Lula is a reassuring figure

If you want to understand President Luiz Inacio Lula da Silva of Brazil – more popularly known simply as "Lula" – then think of him as a sort of South American version of Tony Blair, but with a better story. Lula believes as fervently as Bill Clinton or Blair ever did in the merits of the "third way", that half-forgotten piece of political philosophy that is about pragmatism, permanently triangulating conflict and a vaguely humanised form of capitalism.

Like Blair, Lula is there as a relatively reassuring figure to the international business community, a signal that Brazil is not hostile, and a welcome change form the statist military dictators who ran the country until the 1980s, and the Communists and Castro clones who occasionally crop up around Latin America.

"Before the Workers' Party came to power, people were afraid of us," Lula once said. "And they were right."

Lula has been reformist, partially privatising the public pensions system, creating an independent central bank and instituting a basic income for all poor families. As a result, Lula has succeeded where his more radical neighbour to the north in Venezuela, Hugo Chavez, has failed: in working with private companies to maximise his nation's economic potential.
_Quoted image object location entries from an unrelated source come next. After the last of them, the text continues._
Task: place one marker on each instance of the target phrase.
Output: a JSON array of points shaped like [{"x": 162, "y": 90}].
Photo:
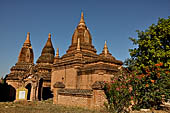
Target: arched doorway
[
  {"x": 40, "y": 89},
  {"x": 11, "y": 93},
  {"x": 28, "y": 86}
]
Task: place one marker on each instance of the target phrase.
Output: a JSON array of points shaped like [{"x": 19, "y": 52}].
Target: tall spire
[
  {"x": 27, "y": 41},
  {"x": 105, "y": 49},
  {"x": 49, "y": 36},
  {"x": 57, "y": 54},
  {"x": 82, "y": 22},
  {"x": 78, "y": 45}
]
Yet he has also strained to maintain good relation with President Chavez and with President Bush and tried to broker peace in the border conflict between Colombia and Venezuela.
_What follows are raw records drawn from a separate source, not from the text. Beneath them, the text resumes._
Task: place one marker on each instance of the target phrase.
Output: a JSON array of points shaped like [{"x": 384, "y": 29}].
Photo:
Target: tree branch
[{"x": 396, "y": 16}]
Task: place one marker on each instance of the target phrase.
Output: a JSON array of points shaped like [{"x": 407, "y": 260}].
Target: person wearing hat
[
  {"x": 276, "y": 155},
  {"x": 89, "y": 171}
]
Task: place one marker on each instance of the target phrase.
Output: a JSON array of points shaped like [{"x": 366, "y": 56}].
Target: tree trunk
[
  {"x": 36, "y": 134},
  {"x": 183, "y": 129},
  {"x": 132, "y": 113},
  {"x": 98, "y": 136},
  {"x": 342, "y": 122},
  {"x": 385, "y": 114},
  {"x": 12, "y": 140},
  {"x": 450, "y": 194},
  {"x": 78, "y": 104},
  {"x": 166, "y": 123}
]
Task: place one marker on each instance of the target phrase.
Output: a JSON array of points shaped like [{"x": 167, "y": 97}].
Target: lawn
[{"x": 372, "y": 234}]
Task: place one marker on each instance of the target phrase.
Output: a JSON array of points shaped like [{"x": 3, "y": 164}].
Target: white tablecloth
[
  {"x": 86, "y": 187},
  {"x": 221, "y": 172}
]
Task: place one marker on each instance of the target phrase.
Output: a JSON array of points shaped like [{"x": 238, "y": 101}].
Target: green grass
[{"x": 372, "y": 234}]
As the leader of the Workers' Party of Brazil, possibly as misleading a label as "labour" became in the UK, Lula became President in 2002 with 61 per cent of the vote. His popularity has hardly waned since, and he was re-elected in 2006 in a similar landslide. Barring disaster, he will be around until 2011, but no longer, he says.

His personal story is an impressive, almost astonishing tale. He was brought up in poverty and began work as a shoe shiner at 12. Modern-day tourists in Rio and Sao Paulo encounter his successors, virtually begging for work from passers by, every day. His first wife died in childbirth in a run-down hospital and he lost a finger in an accident in a car parts factory. His rise in politics came via the trade union movement, and the foundation in 1980 of the Workers' Party. In 1986, he won a seat ion the Brazilian Congress, the start of his political career. Few world leaders can out-humble him.

Lula has overseen a rapidly growing economy, but one with an almost equally booming population, so growth in GDP per head has not been so impressive. Nonetheless this nation of almost 190 million, mainly younger people, and led by the charismatic Lula is laying claim to an increasing role as a leader of Latin America and of the wider developing world.

Corruption and splits are there, but a bigger voice in such bodies as the UN, the World Trade Organisation, the G7 and elsewhere for Brazil are bound to follow. We will be hearing a great deal more from Lula.